— In Pennsylvania, the United States District Court refused to dismiss the lawsuit of a student who experienced a sexually hostile and racially hostile educational environment that was known to educators but ignored. The Title IX claim (prohibiting a sexually hostile educational environment), the Title VI claim (prohibiting intentional discrimination based on race in any program that receives federal funding), the Pennsylvania Human Relations Act claim (prohibiting discrimination based on race and gender), were appropriate in light of a pattern of conduct by educators who, “failed to adequately respond to the reports of race and gender-based harassment …which resulted in (the student) being further victimized by her peers.” Stosic v. West Jefferson Hills School District
— In Colorado, community awareness is growing that officials in the Denver Public Schools are recreating its school safety plan around police officers. In 2020, the Denver Public Schools ended its contract with the Denver Police Department to provide the school resource officers. Student safety is the primary reason school officials are bringing back the police. Incidents requiring police reporting (required under state law) and intervention have increased, “nearly 25 percent from the fall of 2019 to the same period this year, including seizures of several loaded firearms, plus a machete and multiple other weapons…(O)ne student had been stabbed by a knife, and marijuana possession was up by almost 40 percent. In California, the Fresno Unified School Board members recently voted to fund the placement of school resource officers in local middle schools for the same reason of student safety.

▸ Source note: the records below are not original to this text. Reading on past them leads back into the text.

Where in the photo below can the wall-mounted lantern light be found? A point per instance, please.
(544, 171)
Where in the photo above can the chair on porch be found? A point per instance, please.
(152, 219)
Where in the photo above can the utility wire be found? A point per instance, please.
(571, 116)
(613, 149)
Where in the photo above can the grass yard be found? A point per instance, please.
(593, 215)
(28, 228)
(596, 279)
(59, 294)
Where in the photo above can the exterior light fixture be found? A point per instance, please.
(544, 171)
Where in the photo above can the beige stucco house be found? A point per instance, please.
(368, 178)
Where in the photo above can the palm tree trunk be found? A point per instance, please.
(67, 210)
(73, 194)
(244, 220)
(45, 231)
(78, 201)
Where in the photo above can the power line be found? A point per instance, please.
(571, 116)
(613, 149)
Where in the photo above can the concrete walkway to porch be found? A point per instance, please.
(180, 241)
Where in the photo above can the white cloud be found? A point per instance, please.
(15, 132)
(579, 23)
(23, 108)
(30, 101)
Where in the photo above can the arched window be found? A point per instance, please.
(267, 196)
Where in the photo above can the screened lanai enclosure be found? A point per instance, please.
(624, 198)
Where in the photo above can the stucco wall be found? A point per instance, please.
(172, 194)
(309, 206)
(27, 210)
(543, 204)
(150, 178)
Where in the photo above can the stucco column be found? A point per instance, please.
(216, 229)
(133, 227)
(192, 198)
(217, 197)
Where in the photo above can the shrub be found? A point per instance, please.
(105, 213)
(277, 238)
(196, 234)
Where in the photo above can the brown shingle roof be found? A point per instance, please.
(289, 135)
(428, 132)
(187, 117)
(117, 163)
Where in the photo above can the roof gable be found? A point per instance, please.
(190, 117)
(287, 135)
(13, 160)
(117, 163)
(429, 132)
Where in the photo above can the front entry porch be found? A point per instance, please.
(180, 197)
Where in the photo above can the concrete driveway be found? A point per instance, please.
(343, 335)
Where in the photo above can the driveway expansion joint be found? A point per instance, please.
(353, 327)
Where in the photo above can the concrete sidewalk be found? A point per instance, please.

— In Arkansas, the Arkansas School Safety Commission is recommending a unified law enforcement response protocol to prevent confusion during a school shooter incident on a school campus. The elements of the protocol include a unified training regimen for law enforcement as well as minimum standards for collaborating with schools during an incident.
— In Indiana, police and educators are fine-tuning active threat training, trying to place personnel in situations that resemble previous school attacks. Officers take turns simulating different scenarios during which they might have to confront a school shooter and firing rounds of non-lethal ammunition, if the shooter attacked an officer.